IN the foregoing pages I have endeavoured to steer a middle path between obliterating all trace of my materials and encumbering the margin with references that appeared superfluous. Wherever I have decided a disputed point, I have endeavoured to indicate the chief sources of information — at least throughout the portions which form the actual history — and to give my reasons for following one authority rather than another.
Besides the authorities — English and Persian — which have been thus cited, the following works have been occasionally consulted:—
- Amad us-Saudat. — A history of the Viceroys of Lucknow from the death of Farokhsiar to the accession of Saadat Ali II., in 1797.
- Jam-i-Jum. — Genealogical tables of the House of Timur.
- Tasallat-i-Sahiban Anqriz. — An account of the rise of British power in Hindustan and Bengal. By Munshi Dhonkal Singh; originally written for the information of Ranjit Singh, Thakur of Bhartpur, about the end of the last century.
- Hal-i-Begam Sahiba. — A little Persian memoir of Begam Sumroo, full of vagueness and error, written four years after her death, and from traditional sources.
Much information as to the views of the British chiefs of those days lies at present inaccessible at the Calcutta Foreign Office; and it is to be hoped that the Record Commission will ultimately make public many useful and interesting papers.
Other information perhaps exists, very difficult to be got at, in the private archives of old native families at Dehli. But the events of 1857 broke up many of these collections. A continuation of the Tarikh-i-Mozafari, down to the taking of Dehli by Sir A. Wilson, would be a most valuable work, if there be any native author possessed of the three requisites of leisure, knowledge, and a fearless love of truth.
Some account of the Siar-ul-Mutakharin has been already given (vide Note to Part II. Chap. i.). The author was a Saiyid of the noble stock of Taba-Taba, whose father had been employed by Safdar Jang, in Rohilkand, during that minister's temporary predominance. The family afterwards migrated to Patna. This celebrated history — which has been twice translated into English, and of which an edition in the original Persian has been likewise printed — is a work of suprising industry, and contains many just reflections on the position of the English and the feelings of the people towards them, which are almost as true now as they were when written. The translation of the S. u. M.. which has been mentioned in the text, was made by a French creole, styling himself Mustafa, but whose true name, it is relieved, was Raymond. The notes are often interesting.

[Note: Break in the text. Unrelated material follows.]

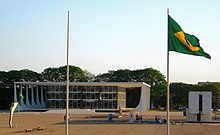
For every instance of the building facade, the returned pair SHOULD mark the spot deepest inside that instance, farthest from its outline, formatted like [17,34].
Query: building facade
[82,95]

But my chief guide, where no other authority is cited, has been the Tarikh-i-Mozafari, the work of an Ansari of good family, some of whose descendants are still living at Panipat. He was the grandson of Latfula Sadik, a nobleman who had held high office under the Emperor Mohammad Shah. The historian himself was in civil employ in Bihar, under the Nawab Mohammad Raza Khan, so famous in the history of Bengal during the last century. To him the work was dedicated, and its name is derived from his title of "Mozafar Jang." The work is laborious, free from party bias, and much thought of by the educated natives of Hindustan. For access to Persian MSS. I was indebted to the late Colonel Hamilton, formerly Commissioner of Dehli, and of his friendly assistance and encouragement I take this opportunity to make thankful acknowledgment.